DataTechNotes: Sentiment Classification with NLTK Naive Bayes Classifier

NLTK (Natural Language Toolkit) provides Naive Bayes classifier to classify text data. In this post, we'll learn how to use NLTK Naive Bayes classifier to classify text data in Python. You can get more information about NLTK on this page. In this classifier, the way of an input data preparation is different from the ways in the other libraries and this is the only important part to understand well in this tutorial. The post covers:

Data preparation
Training the model
Predicting the test data

We'll start by loading the required libraries.

import pandas as pd
import nltk
import random
from nltk.tokenize import word_tokenize

Data preparation

Here, I prepared a simple sentiment data for this tutorial. The data contains imaginary random sentiment texts. In a dataset folder, we'll locate a pos_sentiment.csv file that contains positive sentiment data and a neg_sentiment.csv file that contains negative sentiment data. You can find both files content below. Copy and save it in your datasets folder.

We'll load files as shown below the listing.

poss = pd.read_csv('datasets/pos_sentiment.csv')
negs = pd.read_csv('datasets/neg_sentiment.csv')
poss.columns = ["text"]
negs.columns = ["text"]

Then, we'll set 'positive' or 'negative' label into each line of text data.

data=([(pos['text'], 'positive') for index, pos in poss.iterrows()]+
    [(neg['text'], 'negative') for index, neg in negs.iterrows()])

print(data[0:3])

[('like it a lot ', 'positive'), ("It's really good ", 'positive'), \

 ('Recommend! I really enjoyed! ', 'positive')]

Next, we'll tokenize the words in text data and create train data.
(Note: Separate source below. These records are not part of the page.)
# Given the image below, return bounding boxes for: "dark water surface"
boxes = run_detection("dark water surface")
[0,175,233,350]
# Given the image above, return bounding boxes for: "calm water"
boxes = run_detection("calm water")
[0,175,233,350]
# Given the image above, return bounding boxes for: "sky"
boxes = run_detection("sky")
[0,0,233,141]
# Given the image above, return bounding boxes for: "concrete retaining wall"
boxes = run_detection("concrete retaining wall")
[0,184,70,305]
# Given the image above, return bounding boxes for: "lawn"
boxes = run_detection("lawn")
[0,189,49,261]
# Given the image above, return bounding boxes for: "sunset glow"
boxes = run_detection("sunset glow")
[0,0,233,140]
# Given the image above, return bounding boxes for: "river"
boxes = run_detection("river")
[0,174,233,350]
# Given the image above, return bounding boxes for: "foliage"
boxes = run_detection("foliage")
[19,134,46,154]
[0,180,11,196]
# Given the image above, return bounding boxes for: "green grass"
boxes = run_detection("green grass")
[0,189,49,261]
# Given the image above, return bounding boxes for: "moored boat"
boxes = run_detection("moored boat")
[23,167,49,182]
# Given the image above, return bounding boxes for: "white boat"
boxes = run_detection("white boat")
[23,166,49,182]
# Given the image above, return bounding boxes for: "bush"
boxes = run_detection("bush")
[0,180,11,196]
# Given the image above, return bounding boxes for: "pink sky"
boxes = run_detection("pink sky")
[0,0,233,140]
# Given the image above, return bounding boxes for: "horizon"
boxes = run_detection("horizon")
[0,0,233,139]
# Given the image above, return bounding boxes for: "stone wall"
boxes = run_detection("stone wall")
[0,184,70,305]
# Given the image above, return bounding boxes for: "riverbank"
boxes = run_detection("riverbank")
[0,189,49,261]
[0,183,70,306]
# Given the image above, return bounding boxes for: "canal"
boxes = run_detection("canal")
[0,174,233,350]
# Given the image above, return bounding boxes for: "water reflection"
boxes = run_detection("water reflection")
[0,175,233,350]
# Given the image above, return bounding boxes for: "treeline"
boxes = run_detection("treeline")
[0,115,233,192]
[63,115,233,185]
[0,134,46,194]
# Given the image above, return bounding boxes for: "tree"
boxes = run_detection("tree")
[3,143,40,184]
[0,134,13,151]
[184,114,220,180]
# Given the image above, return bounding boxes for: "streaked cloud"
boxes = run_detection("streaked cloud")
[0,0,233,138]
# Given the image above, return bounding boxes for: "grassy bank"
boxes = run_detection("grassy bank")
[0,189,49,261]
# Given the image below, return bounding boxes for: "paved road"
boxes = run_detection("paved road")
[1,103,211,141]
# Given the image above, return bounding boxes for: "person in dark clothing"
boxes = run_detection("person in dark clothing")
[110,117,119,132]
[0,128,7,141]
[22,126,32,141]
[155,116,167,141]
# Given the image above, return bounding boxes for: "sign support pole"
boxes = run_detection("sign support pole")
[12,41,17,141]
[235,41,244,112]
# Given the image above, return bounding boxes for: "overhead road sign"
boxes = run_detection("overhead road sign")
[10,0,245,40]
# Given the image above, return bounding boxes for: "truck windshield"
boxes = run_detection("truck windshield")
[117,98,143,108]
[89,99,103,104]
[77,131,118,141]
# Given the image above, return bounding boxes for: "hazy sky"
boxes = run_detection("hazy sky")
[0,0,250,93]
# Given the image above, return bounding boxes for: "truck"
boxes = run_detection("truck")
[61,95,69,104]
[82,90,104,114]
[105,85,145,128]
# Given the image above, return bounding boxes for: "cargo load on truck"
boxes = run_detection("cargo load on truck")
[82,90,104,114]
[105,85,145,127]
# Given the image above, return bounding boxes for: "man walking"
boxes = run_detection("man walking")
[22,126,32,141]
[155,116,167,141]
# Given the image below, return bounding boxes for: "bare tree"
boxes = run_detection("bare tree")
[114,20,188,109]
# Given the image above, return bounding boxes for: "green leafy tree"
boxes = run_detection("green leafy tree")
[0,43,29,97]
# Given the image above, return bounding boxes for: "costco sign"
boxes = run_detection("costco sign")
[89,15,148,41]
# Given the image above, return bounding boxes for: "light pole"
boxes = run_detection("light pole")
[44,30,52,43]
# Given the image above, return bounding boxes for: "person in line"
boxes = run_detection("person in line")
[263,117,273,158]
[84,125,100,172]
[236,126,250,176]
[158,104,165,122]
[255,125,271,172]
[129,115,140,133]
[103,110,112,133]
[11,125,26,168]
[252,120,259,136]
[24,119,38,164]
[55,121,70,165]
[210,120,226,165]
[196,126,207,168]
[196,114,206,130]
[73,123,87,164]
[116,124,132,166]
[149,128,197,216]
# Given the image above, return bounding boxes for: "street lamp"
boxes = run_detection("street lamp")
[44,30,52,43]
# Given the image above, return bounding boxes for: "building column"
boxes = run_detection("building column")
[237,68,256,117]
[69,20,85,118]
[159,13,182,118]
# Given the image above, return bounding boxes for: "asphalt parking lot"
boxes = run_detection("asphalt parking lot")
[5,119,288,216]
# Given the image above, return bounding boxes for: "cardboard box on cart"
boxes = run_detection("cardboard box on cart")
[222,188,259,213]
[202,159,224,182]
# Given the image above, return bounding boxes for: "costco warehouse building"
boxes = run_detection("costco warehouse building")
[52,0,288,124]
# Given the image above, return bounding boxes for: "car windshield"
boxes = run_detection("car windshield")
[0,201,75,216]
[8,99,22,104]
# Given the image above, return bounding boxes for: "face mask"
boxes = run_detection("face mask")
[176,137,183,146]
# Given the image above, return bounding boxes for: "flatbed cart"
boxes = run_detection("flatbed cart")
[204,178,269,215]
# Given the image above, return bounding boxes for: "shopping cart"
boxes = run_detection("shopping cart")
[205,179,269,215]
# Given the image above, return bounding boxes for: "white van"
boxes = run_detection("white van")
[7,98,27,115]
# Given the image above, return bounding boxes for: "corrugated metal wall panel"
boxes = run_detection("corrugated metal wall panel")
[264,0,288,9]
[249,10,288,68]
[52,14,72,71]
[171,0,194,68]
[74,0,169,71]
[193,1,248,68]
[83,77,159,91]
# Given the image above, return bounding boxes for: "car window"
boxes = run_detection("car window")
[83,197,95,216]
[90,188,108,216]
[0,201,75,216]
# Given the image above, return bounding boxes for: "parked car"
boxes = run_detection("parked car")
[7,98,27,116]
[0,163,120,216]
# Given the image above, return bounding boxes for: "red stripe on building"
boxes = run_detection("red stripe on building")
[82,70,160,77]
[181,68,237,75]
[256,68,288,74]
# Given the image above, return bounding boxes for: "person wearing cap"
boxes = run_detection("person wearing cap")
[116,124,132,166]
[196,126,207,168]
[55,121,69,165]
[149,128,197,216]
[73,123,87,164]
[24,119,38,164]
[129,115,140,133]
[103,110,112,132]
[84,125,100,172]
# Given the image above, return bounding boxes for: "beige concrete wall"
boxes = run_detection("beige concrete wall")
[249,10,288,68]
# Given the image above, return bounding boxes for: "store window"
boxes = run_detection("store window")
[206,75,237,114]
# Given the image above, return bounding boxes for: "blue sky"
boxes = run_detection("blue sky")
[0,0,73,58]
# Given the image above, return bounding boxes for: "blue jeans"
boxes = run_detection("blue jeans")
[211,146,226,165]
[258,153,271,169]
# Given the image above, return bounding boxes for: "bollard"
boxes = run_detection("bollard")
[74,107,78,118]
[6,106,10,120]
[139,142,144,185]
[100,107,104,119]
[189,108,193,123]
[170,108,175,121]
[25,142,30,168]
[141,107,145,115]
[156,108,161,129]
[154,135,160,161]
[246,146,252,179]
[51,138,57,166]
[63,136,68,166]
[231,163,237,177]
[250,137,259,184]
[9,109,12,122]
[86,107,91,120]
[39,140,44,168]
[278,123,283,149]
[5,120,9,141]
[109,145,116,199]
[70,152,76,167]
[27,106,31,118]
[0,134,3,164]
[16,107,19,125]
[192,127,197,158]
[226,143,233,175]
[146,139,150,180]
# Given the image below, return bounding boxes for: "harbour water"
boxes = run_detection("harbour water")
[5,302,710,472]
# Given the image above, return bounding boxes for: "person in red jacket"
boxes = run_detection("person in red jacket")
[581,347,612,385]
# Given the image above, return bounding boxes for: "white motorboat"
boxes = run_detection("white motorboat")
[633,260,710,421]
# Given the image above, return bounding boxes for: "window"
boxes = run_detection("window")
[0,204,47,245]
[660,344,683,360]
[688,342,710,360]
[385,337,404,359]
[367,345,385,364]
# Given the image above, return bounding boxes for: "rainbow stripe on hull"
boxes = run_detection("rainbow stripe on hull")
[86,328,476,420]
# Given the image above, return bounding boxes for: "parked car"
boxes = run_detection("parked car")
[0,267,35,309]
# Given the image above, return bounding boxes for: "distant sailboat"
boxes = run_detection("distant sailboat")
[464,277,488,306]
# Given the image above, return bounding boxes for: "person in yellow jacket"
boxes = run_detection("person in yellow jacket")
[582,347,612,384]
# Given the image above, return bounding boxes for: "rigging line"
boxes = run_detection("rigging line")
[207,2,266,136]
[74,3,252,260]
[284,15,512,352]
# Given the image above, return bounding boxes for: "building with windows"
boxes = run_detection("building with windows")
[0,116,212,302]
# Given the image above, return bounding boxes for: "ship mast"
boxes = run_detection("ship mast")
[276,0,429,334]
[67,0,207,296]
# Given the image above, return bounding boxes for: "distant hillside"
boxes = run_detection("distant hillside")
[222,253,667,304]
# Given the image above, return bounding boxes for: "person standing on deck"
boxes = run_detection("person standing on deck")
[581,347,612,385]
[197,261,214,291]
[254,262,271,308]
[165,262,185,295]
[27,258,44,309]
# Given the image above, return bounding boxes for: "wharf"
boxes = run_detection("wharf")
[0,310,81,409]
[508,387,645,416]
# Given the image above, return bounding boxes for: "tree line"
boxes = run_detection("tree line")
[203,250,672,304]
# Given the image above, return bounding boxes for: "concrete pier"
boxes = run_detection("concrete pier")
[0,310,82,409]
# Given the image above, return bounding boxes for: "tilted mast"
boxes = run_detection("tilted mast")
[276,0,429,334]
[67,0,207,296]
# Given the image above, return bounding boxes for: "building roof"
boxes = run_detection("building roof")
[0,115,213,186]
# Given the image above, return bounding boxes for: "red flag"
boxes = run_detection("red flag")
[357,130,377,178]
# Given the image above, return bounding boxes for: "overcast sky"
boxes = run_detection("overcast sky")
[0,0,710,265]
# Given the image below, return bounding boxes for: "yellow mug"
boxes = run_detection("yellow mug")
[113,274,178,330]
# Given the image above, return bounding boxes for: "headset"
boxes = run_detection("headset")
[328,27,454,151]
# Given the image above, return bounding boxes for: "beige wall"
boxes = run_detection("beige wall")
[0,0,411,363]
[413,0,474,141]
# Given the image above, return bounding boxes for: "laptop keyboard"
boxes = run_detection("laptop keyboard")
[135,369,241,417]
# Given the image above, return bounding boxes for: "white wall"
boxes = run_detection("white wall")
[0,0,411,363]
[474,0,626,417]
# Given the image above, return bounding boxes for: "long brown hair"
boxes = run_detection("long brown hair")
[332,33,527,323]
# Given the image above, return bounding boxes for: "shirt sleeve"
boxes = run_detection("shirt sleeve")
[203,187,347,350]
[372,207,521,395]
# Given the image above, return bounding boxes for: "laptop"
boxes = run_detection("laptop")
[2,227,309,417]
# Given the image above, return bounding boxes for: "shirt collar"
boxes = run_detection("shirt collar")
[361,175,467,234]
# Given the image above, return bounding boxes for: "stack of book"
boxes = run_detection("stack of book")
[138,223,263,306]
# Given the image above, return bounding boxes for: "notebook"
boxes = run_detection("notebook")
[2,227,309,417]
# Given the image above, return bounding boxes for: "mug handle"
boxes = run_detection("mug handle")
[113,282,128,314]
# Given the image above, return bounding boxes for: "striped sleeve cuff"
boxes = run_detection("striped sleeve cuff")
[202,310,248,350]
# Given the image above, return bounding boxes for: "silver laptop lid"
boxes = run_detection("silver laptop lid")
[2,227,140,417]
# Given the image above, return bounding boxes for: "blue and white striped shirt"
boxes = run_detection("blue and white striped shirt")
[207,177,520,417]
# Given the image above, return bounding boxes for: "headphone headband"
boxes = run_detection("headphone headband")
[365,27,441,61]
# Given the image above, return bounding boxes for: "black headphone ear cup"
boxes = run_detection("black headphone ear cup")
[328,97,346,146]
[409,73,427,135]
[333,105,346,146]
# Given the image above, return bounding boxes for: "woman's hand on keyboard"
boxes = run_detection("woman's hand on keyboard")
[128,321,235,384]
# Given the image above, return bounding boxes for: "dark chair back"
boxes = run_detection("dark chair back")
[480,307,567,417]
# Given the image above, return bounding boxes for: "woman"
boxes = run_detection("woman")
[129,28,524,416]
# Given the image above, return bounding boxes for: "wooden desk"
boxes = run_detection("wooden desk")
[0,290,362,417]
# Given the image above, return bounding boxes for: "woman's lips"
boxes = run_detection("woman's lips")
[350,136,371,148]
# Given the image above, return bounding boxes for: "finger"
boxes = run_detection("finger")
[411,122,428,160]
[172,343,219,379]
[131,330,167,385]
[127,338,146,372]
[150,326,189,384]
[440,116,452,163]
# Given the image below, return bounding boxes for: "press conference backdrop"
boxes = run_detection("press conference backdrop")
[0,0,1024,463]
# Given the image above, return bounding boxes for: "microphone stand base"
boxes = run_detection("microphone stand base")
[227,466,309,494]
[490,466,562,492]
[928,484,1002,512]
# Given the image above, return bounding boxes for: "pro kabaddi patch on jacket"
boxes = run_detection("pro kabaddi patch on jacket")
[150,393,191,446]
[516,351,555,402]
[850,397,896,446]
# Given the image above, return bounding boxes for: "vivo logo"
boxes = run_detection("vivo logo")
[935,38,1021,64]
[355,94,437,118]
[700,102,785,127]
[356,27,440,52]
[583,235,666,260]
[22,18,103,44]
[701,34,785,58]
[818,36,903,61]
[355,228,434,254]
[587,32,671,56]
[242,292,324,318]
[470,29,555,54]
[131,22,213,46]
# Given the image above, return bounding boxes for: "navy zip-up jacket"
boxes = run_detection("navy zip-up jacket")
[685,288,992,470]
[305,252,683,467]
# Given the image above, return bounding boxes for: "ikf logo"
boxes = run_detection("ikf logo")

tokens=set(word.lower() for words in data for word in word_tokenize(words[0]))
train = [({word: (word in word_tokenize(x[0])) \

            for word in tokens}, x[1]) for x in data]

The train data content looks as below.

print(train[0])
({'i': False, 'fun': False, 'again': False, 'an': False,

 'excellent': False, 'exciting': False, 'go': False,

 'nasty': False, 'what': False, 'restaurant': False,

 'really': False, 'horrible': False, 'enjoyed': False,

 'did': False, 'too': False, 'terrific': False,

 'strange': False, 'so': False, 'exceptional': False,

 'am': False, 'once': False, 'definitely': False,

 'went': False, 'it': True, 'good': False, 'one': False,

 'great': False, 'time': False, '.': False, 'satisfied': False,

 'awesome': False, 'expect': False, 'tired': False,

 'offensive': False, 'service': False, 'disgusting': False,

 'asleep': False, 'nightmare': False, 'we': False,

 'after': False, 'this': False, 'type': False, 'nice': False,

 'feel': False, 'poor': False, 'fantastic': False,

 .....

 'you': False, 'not': False, 'the': False, 'movie': False,

 'a': True, "n't": False, 'recommend': False, 'ok': False}, 'positive')

Finally, we'll shuffle the train data and split it into train and test parts.

random.shuffle(train)

len(train)
55

train_x=train[0:50]
test_x=train[51:55]

Training the model

We'll define an NLTK Navie Bayes model and train it with a train_x data.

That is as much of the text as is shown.